Phelps was recognized early in his career for his new ideas on economic growth produced at Yale’s Cowles Foundation in the early 1960s and for his pioneering research on inflation, unemployment and business fluctuations conducted at the University of Pennsylvania in the late 1960s and at Columbia in the 1970s. The thread running through most of his theoretical work is the roles played by knowledge, beliefs, information and expectations in investment, research, adoption of innovations, inflationary and disinflationary disequilibria, involuntary unemployment, slumps and booms.
Phelps’ current work is about the benefits and sources of a country’s structural dynamism — the enterprise and creativity of entrepreneurs, the skill of financiers in selecting and supporting the best projects, and the knowledge managers draw upon in evaluating and making use of new methods and products. Every dynamic economy has its doldrums and even undynamic economies may rise, perhaps with delay, to an extraordinary opportunity. Yet great dynamism, he argues, brings advantages in virtually every dimension of economic performance, not just in productivity.
Phelps’ own research on dynamism began in 1990 and 1992-93 at the European Bank for Reconstruction and Development, where he worked on the theory of capitalism and issues of mass privatization in eastern Europe. Later he turned to the functioning of the economic institutions in western Europe and those in the United States. He conducted research with a focus on the Italian economy as Senior Advisor to the Project ‘Italy in Europe’ at the Consiglio Nazionale delle Ricerche in 1997-2000. In 2001 he founded with Roman Frydman the Center on Capitalism & Society at Columbia University to conduct and promote research on capitalism.

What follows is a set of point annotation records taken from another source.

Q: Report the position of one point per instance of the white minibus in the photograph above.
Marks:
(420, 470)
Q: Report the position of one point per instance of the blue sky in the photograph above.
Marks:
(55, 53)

Phelps was elected to membership in the National Academy of Sciences in 1981 at age 47. He is also a fellow of the American Academy of Arts and Sciences and of the Econometric Society. In 2000 he was named a Distinguished Fellow of the American Economic Association. Besides his B.A. from Amherst College in 1955 and his Ph.D. from Yale in 1959 he has six honorary doctorates: Amherst College (1985), University of Rome ‘Tor Vergata’ (2001), University of Mannheim (2001), Universidade Nova Lisbon (2003), University of Paris-Dauphine (2004) and, in October, the University of Iceland (2004). In May 2004 he was named an honorary professor at Renmin University, Beijing.